2017 Cecelia Payne-Gaposchkin Medal and Prize

Professor Steven J Schwartz of Imperial College London, for his many contributions to shock waves, particle acceleration, and fundamental plasma phenomena in the Sun’s atmosphere, interplanetary medium, near-Earth environment and wider astrophysical contexts.

Professor Steven J Schwartz is a leading authority in space physics. The rarefied, ionised gases that make up the solar atmosphere, interplanetary medium, and environments of the planets and comets are paradigms for the dynamics and acceleration of particles in more distant astrophysical objects and in laboratory plasmas.

Schwartz has pioneered studies of the shockwave formed by the interaction of the Sun’s expanding supersonic corona, the solar wind, with the Earth’s magnetised outer reaches.
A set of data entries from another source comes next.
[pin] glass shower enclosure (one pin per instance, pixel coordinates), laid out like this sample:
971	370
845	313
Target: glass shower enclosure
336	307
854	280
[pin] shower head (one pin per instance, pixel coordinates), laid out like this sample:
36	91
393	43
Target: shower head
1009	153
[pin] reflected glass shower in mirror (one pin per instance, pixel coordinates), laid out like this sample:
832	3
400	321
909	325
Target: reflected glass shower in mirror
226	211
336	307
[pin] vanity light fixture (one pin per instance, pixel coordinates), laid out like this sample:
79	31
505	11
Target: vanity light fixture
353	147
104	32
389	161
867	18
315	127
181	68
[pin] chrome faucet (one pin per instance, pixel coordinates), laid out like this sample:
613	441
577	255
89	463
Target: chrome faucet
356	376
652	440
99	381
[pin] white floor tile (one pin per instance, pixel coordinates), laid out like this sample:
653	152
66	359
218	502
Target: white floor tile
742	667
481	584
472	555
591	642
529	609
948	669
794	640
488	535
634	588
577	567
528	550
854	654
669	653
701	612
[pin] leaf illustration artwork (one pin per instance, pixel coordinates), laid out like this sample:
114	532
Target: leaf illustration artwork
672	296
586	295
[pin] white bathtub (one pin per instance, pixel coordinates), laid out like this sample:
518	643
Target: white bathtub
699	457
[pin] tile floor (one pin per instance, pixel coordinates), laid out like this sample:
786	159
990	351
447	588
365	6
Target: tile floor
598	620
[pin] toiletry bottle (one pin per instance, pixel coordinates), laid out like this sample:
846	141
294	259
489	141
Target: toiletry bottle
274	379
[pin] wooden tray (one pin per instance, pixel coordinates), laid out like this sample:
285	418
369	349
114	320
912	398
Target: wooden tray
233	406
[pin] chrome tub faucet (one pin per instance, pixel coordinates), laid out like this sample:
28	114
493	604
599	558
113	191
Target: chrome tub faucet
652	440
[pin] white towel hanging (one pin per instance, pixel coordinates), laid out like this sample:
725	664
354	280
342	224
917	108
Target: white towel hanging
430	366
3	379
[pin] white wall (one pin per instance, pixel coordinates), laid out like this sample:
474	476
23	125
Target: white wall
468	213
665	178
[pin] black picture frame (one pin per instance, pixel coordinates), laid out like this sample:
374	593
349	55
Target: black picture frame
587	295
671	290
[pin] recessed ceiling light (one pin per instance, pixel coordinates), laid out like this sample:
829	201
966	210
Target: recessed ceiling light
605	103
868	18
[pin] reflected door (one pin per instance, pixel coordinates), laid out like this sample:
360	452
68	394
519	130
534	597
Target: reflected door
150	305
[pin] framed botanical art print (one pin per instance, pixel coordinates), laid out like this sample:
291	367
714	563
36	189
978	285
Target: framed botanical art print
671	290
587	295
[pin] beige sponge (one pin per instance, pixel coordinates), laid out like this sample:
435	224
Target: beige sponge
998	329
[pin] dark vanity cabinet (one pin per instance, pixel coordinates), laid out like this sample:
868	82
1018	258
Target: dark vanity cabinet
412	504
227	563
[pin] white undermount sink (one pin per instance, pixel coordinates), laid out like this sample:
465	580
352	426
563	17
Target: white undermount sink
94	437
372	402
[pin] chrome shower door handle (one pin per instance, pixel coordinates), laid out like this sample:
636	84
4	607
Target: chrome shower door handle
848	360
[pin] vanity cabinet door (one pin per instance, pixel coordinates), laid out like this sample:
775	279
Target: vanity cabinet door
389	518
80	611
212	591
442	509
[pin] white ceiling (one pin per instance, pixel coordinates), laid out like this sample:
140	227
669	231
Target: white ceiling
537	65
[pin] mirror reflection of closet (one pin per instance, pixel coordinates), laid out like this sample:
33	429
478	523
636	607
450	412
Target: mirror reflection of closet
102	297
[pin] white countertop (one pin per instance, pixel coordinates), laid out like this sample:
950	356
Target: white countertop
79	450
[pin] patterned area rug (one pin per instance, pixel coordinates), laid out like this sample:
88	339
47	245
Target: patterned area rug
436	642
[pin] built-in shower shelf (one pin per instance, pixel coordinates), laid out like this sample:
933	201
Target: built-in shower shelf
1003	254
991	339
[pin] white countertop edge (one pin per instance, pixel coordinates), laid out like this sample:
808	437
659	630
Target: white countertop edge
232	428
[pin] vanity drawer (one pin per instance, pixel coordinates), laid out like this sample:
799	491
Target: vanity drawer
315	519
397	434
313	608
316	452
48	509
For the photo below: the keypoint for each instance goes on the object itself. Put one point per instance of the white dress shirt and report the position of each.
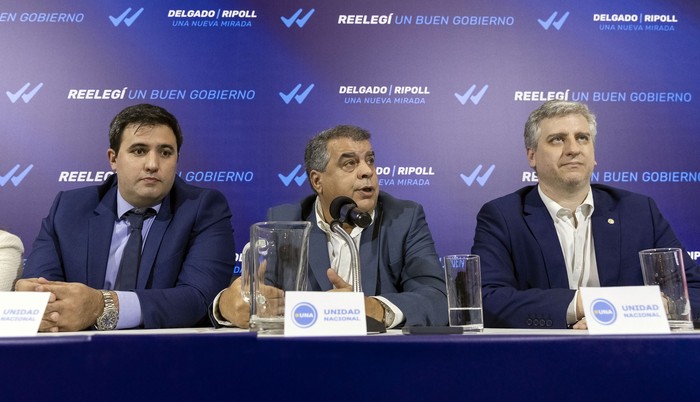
(575, 234)
(339, 254)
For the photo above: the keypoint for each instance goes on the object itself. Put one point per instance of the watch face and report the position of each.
(107, 321)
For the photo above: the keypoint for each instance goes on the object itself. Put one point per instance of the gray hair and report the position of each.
(556, 108)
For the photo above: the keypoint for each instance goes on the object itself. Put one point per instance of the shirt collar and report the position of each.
(555, 210)
(123, 206)
(324, 226)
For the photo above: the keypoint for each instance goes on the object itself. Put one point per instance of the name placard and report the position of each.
(21, 312)
(624, 310)
(324, 314)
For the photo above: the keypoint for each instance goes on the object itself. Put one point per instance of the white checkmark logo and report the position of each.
(467, 96)
(295, 18)
(287, 179)
(10, 176)
(123, 17)
(551, 21)
(287, 97)
(469, 180)
(26, 97)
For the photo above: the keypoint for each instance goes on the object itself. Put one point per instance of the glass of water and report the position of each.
(463, 279)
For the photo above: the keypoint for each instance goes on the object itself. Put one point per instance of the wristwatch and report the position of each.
(108, 320)
(389, 315)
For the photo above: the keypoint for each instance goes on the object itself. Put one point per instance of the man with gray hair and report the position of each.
(540, 244)
(401, 274)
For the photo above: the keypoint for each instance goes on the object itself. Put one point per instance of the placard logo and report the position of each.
(304, 315)
(603, 311)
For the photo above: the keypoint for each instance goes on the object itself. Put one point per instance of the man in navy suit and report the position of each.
(401, 274)
(541, 243)
(188, 250)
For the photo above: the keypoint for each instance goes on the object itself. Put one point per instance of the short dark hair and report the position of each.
(316, 155)
(142, 115)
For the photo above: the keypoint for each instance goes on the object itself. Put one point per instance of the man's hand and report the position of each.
(372, 307)
(237, 311)
(71, 307)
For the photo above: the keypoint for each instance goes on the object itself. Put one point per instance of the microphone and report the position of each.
(345, 210)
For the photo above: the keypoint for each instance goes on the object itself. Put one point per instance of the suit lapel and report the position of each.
(540, 223)
(369, 249)
(319, 261)
(606, 238)
(100, 229)
(153, 242)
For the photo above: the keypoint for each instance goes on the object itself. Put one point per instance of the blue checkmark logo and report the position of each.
(15, 179)
(23, 94)
(467, 96)
(123, 17)
(287, 179)
(474, 176)
(551, 21)
(287, 97)
(288, 22)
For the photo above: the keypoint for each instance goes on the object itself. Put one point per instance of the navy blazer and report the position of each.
(524, 279)
(397, 253)
(188, 256)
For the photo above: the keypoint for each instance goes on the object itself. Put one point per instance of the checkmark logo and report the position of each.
(288, 22)
(15, 179)
(467, 96)
(123, 17)
(287, 179)
(474, 176)
(26, 97)
(551, 21)
(287, 97)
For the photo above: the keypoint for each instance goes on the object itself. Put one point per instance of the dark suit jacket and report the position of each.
(397, 253)
(524, 279)
(188, 256)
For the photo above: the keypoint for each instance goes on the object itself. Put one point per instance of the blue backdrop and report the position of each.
(444, 86)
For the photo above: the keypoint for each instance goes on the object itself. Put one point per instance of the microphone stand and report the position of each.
(373, 326)
(337, 228)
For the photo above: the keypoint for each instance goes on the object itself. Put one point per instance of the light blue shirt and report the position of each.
(129, 305)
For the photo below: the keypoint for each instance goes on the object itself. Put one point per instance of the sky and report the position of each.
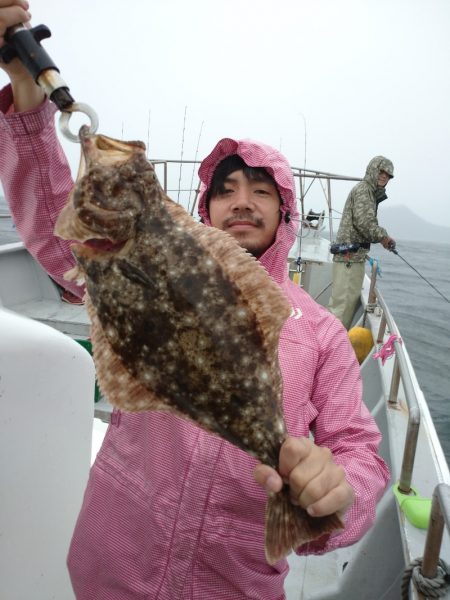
(330, 83)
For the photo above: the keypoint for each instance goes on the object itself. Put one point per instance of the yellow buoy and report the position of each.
(362, 341)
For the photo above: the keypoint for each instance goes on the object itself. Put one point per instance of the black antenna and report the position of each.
(193, 167)
(182, 150)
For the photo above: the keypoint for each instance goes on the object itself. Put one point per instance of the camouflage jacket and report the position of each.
(359, 221)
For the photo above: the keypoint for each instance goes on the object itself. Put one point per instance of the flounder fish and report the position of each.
(183, 318)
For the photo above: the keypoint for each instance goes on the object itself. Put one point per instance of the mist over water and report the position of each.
(423, 318)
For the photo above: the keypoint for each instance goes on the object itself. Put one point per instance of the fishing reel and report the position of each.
(25, 44)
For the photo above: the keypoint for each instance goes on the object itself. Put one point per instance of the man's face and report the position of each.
(248, 210)
(383, 178)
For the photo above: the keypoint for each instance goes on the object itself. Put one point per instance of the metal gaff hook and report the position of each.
(67, 113)
(25, 44)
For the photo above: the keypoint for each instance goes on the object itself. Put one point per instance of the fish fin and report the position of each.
(116, 383)
(265, 298)
(289, 526)
(75, 274)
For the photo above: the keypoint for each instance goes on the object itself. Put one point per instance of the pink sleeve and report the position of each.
(346, 427)
(37, 180)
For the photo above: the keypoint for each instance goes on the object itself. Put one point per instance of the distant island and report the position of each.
(403, 224)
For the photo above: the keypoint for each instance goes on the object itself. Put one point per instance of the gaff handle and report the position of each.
(24, 44)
In the absence of collisions, such shockwaves accelerate some particles to high energies and mediate the solar wind-terrestrial space weather, responsible for dazzling auroral displays and hazards both to space-borne technology and to humans in flight.
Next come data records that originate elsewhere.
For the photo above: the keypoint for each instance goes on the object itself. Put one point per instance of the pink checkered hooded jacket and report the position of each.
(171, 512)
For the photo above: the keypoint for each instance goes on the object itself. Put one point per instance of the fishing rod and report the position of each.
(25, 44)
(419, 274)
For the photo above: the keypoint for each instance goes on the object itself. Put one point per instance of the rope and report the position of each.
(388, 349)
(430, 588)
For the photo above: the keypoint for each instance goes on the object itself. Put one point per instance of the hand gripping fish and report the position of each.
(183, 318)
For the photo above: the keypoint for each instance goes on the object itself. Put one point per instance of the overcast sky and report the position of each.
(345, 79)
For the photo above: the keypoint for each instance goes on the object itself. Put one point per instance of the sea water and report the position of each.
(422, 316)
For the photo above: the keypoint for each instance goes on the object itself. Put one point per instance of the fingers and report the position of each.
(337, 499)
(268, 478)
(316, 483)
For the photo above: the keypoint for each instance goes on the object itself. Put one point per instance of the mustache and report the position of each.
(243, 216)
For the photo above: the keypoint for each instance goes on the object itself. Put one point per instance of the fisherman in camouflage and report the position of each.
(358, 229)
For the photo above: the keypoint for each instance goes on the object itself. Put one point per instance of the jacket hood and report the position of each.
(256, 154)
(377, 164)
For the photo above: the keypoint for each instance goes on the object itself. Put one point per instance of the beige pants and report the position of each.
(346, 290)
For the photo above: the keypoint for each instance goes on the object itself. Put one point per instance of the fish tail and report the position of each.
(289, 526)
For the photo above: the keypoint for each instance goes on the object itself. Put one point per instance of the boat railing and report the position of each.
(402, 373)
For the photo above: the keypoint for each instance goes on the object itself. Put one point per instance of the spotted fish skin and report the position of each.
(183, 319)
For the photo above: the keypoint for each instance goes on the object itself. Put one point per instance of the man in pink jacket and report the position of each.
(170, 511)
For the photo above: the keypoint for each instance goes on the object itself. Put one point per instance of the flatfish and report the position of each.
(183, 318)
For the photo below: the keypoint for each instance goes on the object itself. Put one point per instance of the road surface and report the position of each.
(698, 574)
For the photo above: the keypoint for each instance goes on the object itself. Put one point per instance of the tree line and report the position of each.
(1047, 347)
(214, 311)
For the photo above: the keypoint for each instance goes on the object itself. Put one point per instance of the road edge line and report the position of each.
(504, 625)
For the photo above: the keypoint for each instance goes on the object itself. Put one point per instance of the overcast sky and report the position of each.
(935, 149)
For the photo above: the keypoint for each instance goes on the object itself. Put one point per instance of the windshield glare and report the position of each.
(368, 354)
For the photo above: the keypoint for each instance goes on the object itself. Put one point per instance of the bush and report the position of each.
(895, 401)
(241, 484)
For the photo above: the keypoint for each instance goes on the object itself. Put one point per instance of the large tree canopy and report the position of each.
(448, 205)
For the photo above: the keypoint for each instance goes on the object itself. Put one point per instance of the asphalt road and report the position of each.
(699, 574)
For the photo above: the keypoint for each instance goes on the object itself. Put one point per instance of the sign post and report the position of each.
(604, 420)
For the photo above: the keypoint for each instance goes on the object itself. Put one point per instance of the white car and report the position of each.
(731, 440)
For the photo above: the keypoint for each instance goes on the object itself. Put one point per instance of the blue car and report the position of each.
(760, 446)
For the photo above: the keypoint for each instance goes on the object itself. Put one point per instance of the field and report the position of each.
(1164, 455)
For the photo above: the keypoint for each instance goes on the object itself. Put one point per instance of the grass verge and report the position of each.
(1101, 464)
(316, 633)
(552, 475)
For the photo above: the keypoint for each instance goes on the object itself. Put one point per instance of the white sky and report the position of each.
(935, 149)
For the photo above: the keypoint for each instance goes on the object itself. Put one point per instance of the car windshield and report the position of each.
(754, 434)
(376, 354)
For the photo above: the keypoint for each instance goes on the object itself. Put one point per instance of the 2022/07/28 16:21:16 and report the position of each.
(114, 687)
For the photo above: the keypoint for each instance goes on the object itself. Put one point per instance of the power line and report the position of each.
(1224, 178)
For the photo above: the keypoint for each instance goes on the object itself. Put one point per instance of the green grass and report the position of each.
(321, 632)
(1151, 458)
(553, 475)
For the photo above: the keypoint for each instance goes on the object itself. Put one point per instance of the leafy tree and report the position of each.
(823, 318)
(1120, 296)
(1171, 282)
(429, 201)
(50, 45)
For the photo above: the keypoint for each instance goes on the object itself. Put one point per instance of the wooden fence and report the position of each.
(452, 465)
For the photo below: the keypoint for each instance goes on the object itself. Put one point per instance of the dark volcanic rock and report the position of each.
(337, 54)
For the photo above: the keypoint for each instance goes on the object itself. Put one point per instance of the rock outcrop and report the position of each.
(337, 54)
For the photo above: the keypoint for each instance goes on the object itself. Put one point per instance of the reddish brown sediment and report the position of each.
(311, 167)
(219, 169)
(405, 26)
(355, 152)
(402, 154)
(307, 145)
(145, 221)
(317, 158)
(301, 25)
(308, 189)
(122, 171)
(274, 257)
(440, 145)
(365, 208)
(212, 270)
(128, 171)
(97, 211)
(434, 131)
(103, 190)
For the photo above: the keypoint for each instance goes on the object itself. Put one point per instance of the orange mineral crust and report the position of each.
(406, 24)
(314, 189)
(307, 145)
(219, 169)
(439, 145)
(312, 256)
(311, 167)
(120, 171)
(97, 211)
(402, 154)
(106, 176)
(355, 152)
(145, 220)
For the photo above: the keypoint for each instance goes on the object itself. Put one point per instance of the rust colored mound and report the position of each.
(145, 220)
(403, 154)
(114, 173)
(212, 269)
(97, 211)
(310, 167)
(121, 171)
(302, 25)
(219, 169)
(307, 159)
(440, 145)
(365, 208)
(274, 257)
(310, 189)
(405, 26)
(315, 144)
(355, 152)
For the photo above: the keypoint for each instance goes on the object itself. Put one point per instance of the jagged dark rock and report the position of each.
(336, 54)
Schwartz has discovered violent interactions known as hot flow anomalies, quantified the amount of shock energy made available for electron and ion heating and for energetic particle acceleration, and was a pioneer in the interpretation of certain shockwaves as an inhomogeneous collection of isolated structures, which have a dramatic influence on the energisation of ions to high energies.
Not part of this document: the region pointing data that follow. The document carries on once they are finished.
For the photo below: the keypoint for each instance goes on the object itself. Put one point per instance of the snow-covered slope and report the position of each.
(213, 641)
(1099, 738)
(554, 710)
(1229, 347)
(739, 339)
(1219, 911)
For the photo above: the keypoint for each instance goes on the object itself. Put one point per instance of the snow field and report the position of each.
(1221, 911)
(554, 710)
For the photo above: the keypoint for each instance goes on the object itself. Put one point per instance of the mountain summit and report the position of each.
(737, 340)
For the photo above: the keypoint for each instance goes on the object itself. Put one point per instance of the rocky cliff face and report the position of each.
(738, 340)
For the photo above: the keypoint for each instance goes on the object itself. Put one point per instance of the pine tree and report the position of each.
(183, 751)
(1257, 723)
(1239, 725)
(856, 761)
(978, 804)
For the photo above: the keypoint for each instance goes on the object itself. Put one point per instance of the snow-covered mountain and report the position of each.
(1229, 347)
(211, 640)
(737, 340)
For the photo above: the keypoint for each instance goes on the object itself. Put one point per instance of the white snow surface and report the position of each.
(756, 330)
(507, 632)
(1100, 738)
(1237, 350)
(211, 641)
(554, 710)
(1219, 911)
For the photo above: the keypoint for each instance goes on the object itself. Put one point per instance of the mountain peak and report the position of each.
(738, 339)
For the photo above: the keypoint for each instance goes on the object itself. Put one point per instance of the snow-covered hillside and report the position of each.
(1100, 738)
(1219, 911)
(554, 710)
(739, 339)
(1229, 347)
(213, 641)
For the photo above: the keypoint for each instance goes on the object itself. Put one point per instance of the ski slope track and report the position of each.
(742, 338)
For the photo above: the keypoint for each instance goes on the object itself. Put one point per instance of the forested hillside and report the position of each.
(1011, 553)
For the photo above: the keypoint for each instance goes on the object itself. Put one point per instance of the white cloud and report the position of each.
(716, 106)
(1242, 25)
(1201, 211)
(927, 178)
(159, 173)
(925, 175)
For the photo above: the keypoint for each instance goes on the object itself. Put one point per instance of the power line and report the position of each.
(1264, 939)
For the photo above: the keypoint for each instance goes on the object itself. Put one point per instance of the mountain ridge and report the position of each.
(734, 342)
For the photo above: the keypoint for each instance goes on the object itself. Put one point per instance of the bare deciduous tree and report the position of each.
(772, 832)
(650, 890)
He continues to advance this field, playing a leading role in NASA’s Magnetospheric Multiscale (MMS) mission. His recent work includes an investigation into the rippled surface of collisionless shockwaves – such ripples are potential sites for electron acceleration. Their pulsed behaviour also feeds back into the processes that reflect a fraction of incident ions, thereby enhancing the seed particles for further shock acceleration.

Furthermore, Schwartz’s familiarity both with plasma instrumentation and a breadth of fundamental plasma physics has been an active force in MMS’s game-changing studies of magnetic reconnection.

His work has explored the way magnetic fields in real plasmas change their topologies via such reconnection. In rolled up Kelvin-Helmholtz vortices, reconnection gives rise to plasma exchange. At the smallest kinetic electron scales the patchy, rather than laminar, processes drive electric fields parallel to the magnetic field, leading to electron acceleration revealed by Schwartz’s analyses.

Schwartz was awarded the Royal Astronomical Society’s Chapman Medal in 2006.